Bob Layton, Brett Breeding.
Bob Layton bows out on a high note, relatively speaking. This version of X-Factor still feels conspicuously tooled for tidy monthly adventures ending with a joke on the last page as someone tosses X-Dog an X-snack which he swallows in one gulp before woofing eckshy-eckshy-racktaaaaa to make everyone laugh; so it's engaging and readable even if it reminds me that I still miss the New Defenders.

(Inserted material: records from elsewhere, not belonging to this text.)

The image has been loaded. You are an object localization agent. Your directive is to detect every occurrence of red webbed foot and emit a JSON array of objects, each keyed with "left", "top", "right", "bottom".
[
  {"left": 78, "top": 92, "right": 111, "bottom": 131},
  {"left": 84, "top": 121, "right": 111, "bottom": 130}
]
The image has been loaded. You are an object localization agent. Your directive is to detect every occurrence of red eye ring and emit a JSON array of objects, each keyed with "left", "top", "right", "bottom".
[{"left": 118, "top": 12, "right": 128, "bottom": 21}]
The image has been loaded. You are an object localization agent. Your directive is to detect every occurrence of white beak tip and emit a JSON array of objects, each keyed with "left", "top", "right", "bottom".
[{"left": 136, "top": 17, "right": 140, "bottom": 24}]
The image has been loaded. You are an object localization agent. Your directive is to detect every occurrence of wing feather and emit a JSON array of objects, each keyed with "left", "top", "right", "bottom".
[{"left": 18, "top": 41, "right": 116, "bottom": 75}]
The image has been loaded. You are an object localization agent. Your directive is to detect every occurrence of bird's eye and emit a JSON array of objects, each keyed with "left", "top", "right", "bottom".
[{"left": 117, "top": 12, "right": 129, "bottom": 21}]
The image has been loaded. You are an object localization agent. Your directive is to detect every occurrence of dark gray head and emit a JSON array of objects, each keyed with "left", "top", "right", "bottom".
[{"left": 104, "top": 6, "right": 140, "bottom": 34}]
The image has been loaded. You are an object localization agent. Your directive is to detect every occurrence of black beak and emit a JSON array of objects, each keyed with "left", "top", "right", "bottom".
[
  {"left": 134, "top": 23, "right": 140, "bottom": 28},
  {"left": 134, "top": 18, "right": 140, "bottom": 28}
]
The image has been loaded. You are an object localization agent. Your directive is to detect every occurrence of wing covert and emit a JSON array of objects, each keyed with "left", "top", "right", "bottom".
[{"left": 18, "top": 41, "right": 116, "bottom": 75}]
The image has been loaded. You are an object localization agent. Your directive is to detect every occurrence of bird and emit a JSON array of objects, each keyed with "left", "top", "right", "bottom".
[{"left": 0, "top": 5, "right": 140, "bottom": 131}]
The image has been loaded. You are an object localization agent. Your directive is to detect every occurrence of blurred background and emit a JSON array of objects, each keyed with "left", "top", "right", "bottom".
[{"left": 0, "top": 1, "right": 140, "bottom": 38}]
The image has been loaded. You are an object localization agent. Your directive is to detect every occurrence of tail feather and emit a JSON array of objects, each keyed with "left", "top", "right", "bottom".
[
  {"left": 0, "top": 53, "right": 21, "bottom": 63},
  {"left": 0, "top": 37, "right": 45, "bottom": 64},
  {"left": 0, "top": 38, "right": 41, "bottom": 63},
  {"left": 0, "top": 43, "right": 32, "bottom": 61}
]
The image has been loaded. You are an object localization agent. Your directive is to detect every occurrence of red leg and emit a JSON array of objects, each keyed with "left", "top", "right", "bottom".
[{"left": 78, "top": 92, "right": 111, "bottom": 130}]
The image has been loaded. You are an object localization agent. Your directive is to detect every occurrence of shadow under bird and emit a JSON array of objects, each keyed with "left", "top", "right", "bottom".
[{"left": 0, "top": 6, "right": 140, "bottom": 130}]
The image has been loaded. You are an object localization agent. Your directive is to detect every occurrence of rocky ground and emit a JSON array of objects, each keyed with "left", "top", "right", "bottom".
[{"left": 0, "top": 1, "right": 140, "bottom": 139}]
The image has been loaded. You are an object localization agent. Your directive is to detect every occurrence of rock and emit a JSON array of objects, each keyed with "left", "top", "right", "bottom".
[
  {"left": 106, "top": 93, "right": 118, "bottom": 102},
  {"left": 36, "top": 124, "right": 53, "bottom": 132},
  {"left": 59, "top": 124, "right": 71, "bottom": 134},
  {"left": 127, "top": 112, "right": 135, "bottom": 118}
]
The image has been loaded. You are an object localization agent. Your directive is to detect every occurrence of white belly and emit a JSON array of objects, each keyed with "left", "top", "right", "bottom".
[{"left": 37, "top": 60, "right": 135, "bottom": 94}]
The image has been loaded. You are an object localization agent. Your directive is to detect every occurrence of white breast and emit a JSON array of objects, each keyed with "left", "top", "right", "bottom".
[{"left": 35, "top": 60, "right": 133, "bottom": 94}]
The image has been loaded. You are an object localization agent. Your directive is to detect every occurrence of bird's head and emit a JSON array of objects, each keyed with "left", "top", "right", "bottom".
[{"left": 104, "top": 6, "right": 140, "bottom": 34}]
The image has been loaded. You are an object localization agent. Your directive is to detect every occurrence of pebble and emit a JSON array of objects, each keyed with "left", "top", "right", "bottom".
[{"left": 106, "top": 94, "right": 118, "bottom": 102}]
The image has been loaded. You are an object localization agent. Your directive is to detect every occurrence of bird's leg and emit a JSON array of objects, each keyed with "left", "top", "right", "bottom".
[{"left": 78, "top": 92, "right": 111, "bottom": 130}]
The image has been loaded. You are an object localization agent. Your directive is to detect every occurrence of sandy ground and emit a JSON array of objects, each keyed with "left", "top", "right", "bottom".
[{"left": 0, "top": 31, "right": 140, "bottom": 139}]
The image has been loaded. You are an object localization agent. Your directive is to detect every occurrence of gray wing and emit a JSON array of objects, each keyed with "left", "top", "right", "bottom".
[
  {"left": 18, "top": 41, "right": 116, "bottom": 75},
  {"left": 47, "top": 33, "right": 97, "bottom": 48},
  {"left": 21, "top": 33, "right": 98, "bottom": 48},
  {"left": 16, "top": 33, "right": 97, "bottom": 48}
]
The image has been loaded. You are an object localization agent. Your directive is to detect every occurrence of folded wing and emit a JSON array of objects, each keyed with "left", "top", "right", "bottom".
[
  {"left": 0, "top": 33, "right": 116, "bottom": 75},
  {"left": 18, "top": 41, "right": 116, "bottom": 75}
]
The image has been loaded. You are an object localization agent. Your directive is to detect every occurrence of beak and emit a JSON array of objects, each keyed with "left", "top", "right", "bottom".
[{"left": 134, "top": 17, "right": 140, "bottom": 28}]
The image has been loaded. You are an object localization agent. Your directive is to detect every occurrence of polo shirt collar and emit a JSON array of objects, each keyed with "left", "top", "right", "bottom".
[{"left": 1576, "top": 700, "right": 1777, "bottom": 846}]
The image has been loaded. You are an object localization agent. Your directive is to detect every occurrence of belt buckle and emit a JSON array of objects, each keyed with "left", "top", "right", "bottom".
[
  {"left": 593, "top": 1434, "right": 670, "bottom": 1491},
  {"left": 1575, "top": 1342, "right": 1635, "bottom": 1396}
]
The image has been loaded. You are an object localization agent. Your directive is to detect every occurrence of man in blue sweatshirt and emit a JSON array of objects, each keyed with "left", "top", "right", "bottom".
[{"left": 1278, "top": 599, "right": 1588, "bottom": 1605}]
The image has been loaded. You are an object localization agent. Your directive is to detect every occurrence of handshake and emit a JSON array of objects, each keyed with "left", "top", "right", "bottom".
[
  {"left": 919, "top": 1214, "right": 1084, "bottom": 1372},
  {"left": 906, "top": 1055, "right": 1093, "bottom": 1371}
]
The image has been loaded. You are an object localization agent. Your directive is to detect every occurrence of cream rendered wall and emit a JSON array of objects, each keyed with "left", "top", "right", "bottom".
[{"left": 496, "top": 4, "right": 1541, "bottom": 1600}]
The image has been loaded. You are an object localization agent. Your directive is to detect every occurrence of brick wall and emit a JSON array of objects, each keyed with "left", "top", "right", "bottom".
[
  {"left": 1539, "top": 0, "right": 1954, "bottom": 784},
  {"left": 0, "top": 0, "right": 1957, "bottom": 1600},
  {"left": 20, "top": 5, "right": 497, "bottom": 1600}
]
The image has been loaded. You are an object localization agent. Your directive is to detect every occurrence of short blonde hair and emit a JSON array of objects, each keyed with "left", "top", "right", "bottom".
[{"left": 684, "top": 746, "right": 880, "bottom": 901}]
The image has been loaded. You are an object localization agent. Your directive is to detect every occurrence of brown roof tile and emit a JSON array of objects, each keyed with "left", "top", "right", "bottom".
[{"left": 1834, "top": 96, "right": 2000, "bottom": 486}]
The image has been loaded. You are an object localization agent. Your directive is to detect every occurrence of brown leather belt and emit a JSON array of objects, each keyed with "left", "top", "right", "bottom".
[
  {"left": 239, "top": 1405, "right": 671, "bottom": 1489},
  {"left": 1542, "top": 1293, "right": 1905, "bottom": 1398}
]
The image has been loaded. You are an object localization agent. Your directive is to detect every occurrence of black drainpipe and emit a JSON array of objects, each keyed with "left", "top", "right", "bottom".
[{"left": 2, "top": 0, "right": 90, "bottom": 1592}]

X-Factor in their mutant hunting guise are sent to the Soviet Union by special request of the Kremlin, leading Bobby to quip, 'Maybe they found a female gymnast who doesn't have a full beard.' There they discover a mutant resistance organisation violently opposed to the institute which has drawn X-Factor across the iron curtain, which amounts to an experiment camp run by Doppelganger, himself a powerful mutant who was tentatively chalked in to become X-Factor's major villain - presumably before Louise came up with Apocalypse. I suppose Grand Design is a bit obvious in places, but the story is tight and well told with shocks sufficient to keep it interesting. It's also nice - if that's the word - to be reminded how the Soviet Union probably wasn't the greatest place to live, particularly given the growing number of purple-haired fuckwits born since its dissolution getting all misty-eyed over their heavily revised version of an historical reality that some of us actually remember.